In other states, though, Democrats have been united in opposing GOP-designed voucher proposals. Such was the case in Indiana, where an ambitious measure championed by Republican Gov. Mitch Daniels made it into law last year despite not garnering a single Democratic vote in either chamber.
Historical Support
Vouchers are perhaps most famously associated with the late economist Milton Friedman, who saw private school choice as the embodiment of a thriving free market in education.
Yet Democrats’ interest in vouchers dates back at least as far as the 1960s, notes Adam Emerson, the director of the program on parental choice at the Thomas B. Fordham Institute in Washington.
George McGovern, the Democratic Party’s nominee for president in 1972, publicly backed creating tax credits to cover families’ private school costs. The party’s platform that year supported directing “financial aid by a constitutional formula to children in nonpublic schools.”
Another influential backer of that idea in the party was the late U.S. Sen. Daniel Patrick Moynihan of New York, who had a strong interest in helping Catholic schools and argued that distinctions between public and private schools mattered little to families.
For those Democrats, private school choice was part of a “social justice movement,” said Mr. Emerson, who supports vouchers for poor families.
Today, some Democratic support for vouchers in the states comes from African-American caucuses representing districts with large numbers of low-performing public schools, though in other states the backing is more varied, said Mr. Glenn. In general, many Democrats are more inclined to favor expanding existing voucher programs than the politically volatile decision to approve new ones, he said.
At the same time, some rural Republicans, Mr.
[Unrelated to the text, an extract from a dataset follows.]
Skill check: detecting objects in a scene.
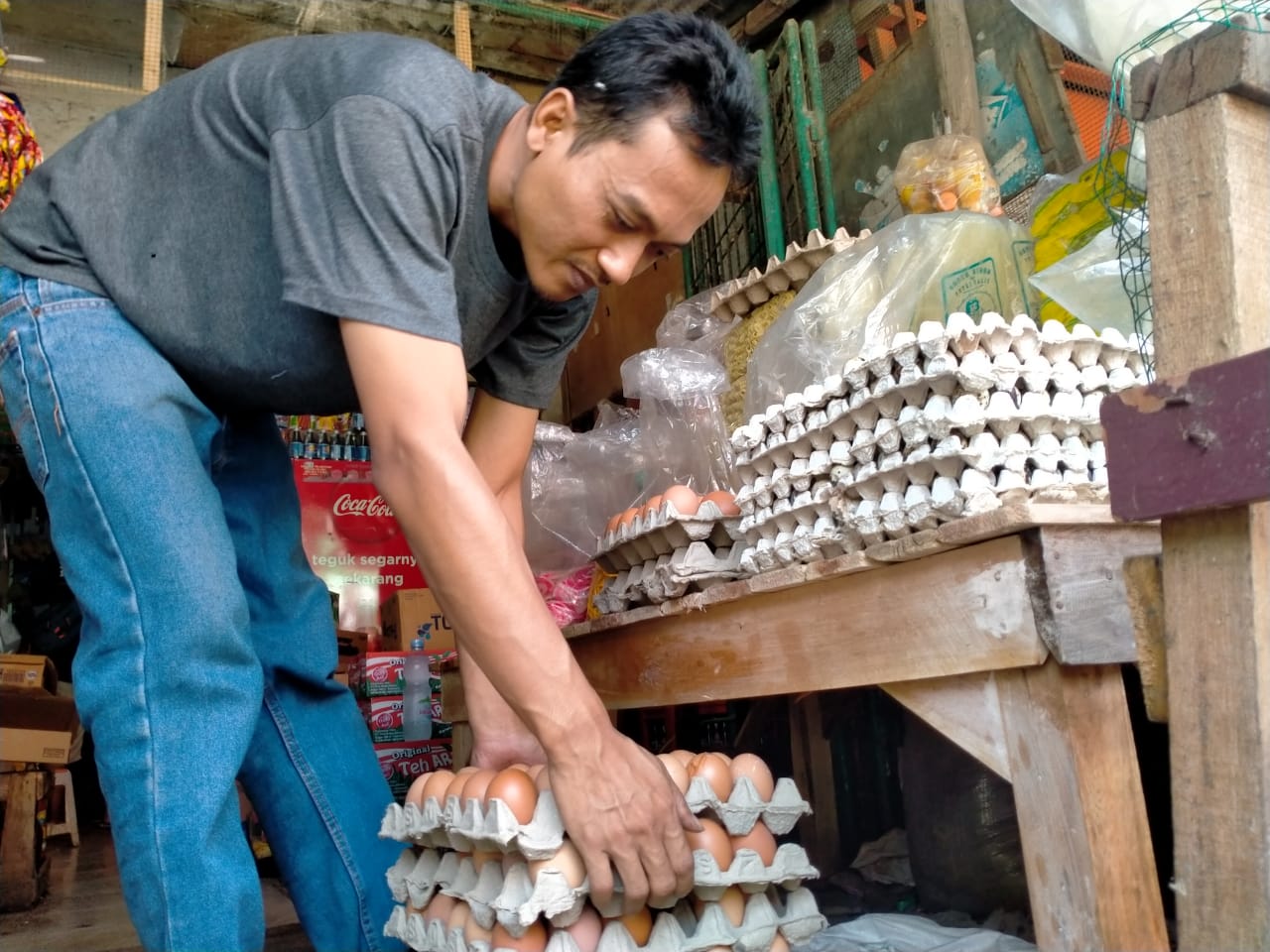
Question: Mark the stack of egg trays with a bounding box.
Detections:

Glenn noted, oppose vouchers, reasoning that they don’t help their constituents because of a dearth of school options in isolated areas.
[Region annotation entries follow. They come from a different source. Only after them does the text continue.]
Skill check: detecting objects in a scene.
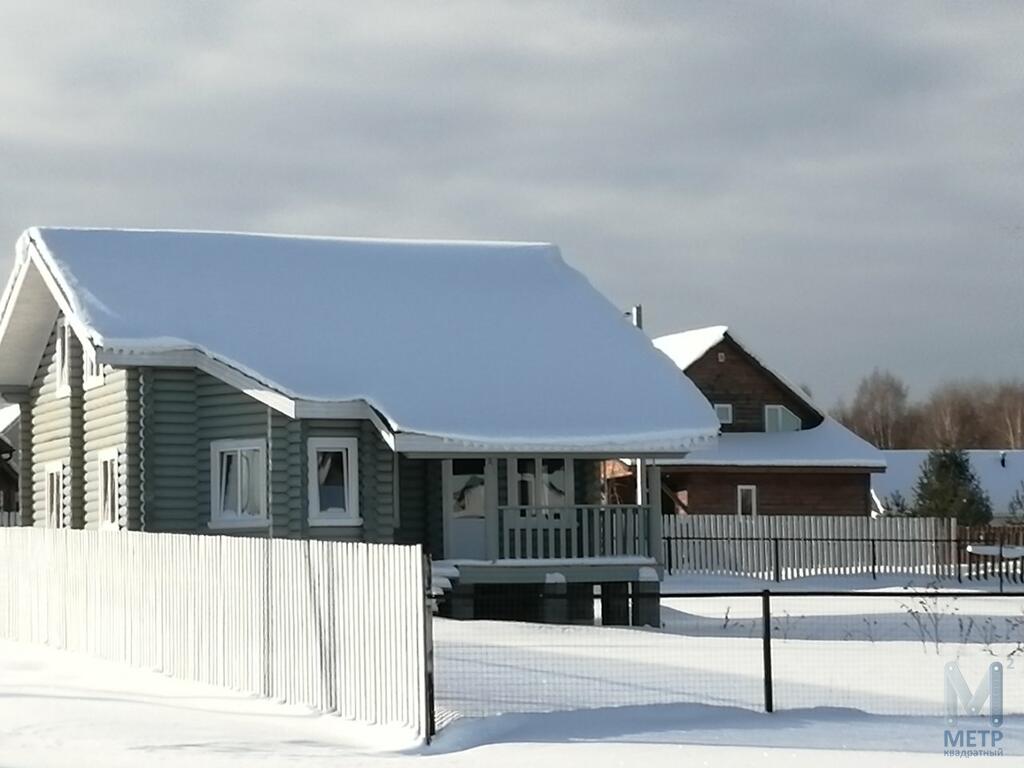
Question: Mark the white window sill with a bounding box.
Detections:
[207,517,270,530]
[309,515,362,528]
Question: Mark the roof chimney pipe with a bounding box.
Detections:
[630,304,643,329]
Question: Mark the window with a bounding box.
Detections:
[451,459,486,519]
[765,406,802,432]
[53,318,72,397]
[210,440,267,528]
[82,344,103,389]
[98,449,121,528]
[736,485,758,517]
[44,462,66,528]
[509,457,573,507]
[308,437,362,525]
[715,402,732,424]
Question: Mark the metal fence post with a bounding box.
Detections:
[761,590,775,712]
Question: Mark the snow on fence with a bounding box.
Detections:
[663,515,957,581]
[0,528,428,738]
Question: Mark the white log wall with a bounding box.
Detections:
[0,528,428,738]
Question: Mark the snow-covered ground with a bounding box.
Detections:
[0,581,1024,768]
[0,642,1024,768]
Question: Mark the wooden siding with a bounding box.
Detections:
[28,324,82,526]
[17,399,35,525]
[396,456,444,559]
[662,468,871,516]
[142,369,396,543]
[686,336,821,432]
[82,369,139,530]
[20,321,139,528]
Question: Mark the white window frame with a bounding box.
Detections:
[715,402,732,424]
[82,344,104,389]
[306,437,362,526]
[736,485,758,518]
[765,403,803,432]
[209,438,270,529]
[96,447,121,530]
[53,317,73,397]
[43,462,65,528]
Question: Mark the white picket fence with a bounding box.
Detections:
[0,528,429,738]
[663,515,957,581]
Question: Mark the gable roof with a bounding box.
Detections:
[0,228,717,455]
[656,417,886,472]
[651,326,886,472]
[871,450,1024,517]
[652,326,825,417]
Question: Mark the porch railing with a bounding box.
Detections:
[498,505,660,560]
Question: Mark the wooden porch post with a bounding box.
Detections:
[644,462,665,566]
[483,458,500,560]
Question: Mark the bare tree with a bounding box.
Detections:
[922,382,987,449]
[989,381,1024,450]
[834,369,908,449]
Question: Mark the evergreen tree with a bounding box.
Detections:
[913,449,992,525]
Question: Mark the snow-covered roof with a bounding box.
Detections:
[652,326,886,471]
[657,417,886,471]
[0,228,717,455]
[653,326,729,371]
[651,326,825,416]
[871,450,1024,517]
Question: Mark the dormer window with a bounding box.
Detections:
[82,344,103,389]
[53,318,72,397]
[715,402,732,424]
[765,406,803,432]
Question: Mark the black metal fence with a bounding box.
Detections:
[433,590,1024,726]
[663,529,1024,590]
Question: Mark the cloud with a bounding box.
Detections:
[0,2,1024,402]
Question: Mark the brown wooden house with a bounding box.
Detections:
[638,326,886,516]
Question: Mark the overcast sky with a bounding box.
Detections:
[0,0,1024,406]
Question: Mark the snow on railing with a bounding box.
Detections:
[498,505,653,560]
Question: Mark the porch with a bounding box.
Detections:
[437,457,663,565]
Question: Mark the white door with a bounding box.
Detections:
[441,459,497,560]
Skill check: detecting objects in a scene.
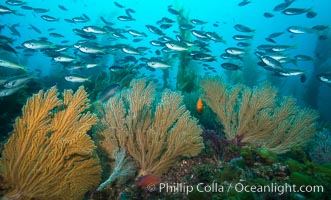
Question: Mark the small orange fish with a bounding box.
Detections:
[135,175,161,189]
[197,98,203,114]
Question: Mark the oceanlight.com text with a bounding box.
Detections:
[154,182,324,195]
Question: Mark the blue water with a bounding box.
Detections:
[0,0,331,121]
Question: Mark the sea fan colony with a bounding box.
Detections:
[1,77,318,199]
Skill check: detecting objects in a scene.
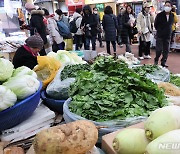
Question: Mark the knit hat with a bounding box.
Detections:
[25,35,44,49]
[25,2,36,10]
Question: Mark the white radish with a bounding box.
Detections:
[113,128,149,154]
[144,105,180,140]
[145,129,180,154]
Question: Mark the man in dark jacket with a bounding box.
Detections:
[154,1,174,67]
[81,5,98,50]
[93,7,104,48]
[13,35,43,69]
[25,3,47,56]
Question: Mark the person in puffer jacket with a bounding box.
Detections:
[81,5,98,50]
[72,8,84,50]
[25,3,47,56]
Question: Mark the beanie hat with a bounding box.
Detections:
[25,2,36,10]
[25,35,44,49]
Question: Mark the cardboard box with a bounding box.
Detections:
[102,122,144,154]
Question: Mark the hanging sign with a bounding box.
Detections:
[96,3,104,12]
[66,0,84,6]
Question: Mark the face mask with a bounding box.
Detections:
[164,6,171,12]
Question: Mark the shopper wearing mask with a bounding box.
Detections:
[154,1,174,67]
[136,3,154,60]
[93,7,104,48]
[24,2,47,56]
[13,35,43,69]
[70,8,83,50]
[121,5,136,53]
[81,5,98,50]
[102,6,118,57]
Michelle A. Rhee, the former chancellor of the District of Columbia schools, said her view of vouchers shifted dramatically during her time in that position, upon meeting parents who had tried and failed to secure coveted spots for their children in the system’s highest-performing public schools, through no fault of their own. Those one-on-one meetings convinced Ms. Rhee that vouchers in certain circumstances—for impoverished students in academically struggling schools—make sense.
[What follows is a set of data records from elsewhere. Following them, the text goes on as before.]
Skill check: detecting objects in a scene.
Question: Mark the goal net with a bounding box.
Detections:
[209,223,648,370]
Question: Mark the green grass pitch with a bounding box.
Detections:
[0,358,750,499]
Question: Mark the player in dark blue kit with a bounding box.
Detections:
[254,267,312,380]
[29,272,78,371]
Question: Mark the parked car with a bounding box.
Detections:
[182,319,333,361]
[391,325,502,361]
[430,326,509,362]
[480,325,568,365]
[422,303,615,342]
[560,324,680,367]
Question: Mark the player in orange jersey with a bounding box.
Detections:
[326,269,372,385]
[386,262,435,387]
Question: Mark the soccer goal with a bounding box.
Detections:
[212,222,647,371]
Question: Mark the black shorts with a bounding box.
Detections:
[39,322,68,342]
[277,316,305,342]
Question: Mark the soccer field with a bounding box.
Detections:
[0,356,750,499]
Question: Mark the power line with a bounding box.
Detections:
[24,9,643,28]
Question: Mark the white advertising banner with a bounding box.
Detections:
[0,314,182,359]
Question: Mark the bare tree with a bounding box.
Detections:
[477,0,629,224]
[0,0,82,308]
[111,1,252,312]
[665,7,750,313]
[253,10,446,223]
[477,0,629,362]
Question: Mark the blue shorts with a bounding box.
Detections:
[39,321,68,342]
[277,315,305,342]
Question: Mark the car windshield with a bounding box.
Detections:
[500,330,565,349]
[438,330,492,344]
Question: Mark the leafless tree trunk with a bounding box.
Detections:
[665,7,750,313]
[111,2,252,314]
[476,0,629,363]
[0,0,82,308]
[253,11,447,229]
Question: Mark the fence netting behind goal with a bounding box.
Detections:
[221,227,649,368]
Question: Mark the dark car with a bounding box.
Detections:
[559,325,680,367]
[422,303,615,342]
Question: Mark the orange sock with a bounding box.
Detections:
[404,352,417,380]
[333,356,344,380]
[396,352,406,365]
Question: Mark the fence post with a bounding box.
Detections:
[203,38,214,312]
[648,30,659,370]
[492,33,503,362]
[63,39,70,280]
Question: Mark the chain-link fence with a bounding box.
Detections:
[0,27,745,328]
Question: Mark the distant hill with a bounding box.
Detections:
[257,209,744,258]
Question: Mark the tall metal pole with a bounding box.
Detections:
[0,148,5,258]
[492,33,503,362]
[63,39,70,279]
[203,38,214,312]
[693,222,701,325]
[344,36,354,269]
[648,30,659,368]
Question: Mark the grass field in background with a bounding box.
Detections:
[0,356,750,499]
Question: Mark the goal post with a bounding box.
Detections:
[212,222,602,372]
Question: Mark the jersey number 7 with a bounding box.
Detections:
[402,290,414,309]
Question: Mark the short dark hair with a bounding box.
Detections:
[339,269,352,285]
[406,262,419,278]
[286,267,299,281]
Ms. Rhee’s position as chancellor was nonpartisan, though she is a Democrat and was appointed by a Democratic mayor. She now leads StudentsFirst, a national education advocacy organization that has backed the campaigns of candidates in both parties.
It was unrealistic to tell a parent “it’s just five years to fix the system, just hold on, honey, cross your fingers and hope for the best—no, " said Ms. Rhee, in an interview at the Democratic National Convention in Charlotte, N.C. “From a system point of view, it’s better not to allow those kids to leave,” she said, but “there’s no way that I was going to deny those moms the same thing I would do for my own kid.”
Another national advocacy organization, Democrats for Education Reform, has no official position on vouchers, and there are very different views on the issue among its donors and the candidates it supports, said the group’s executive director, Joe Williams.
Mr. Williams speculated that many state and local policymakers in his party regard vouchers as a distraction from politically difficult changes in policy—such as to teacher tenure and evaluation—that are already regarded warily by teachers’ unions and others, and could be viewed as encouraging parents to leave the public system.
“You’ve got a lot of elected Democrats who’ve been looking to do some pretty tough reforms in their systems,” he said. “The last thing you want to do is undercut all that.”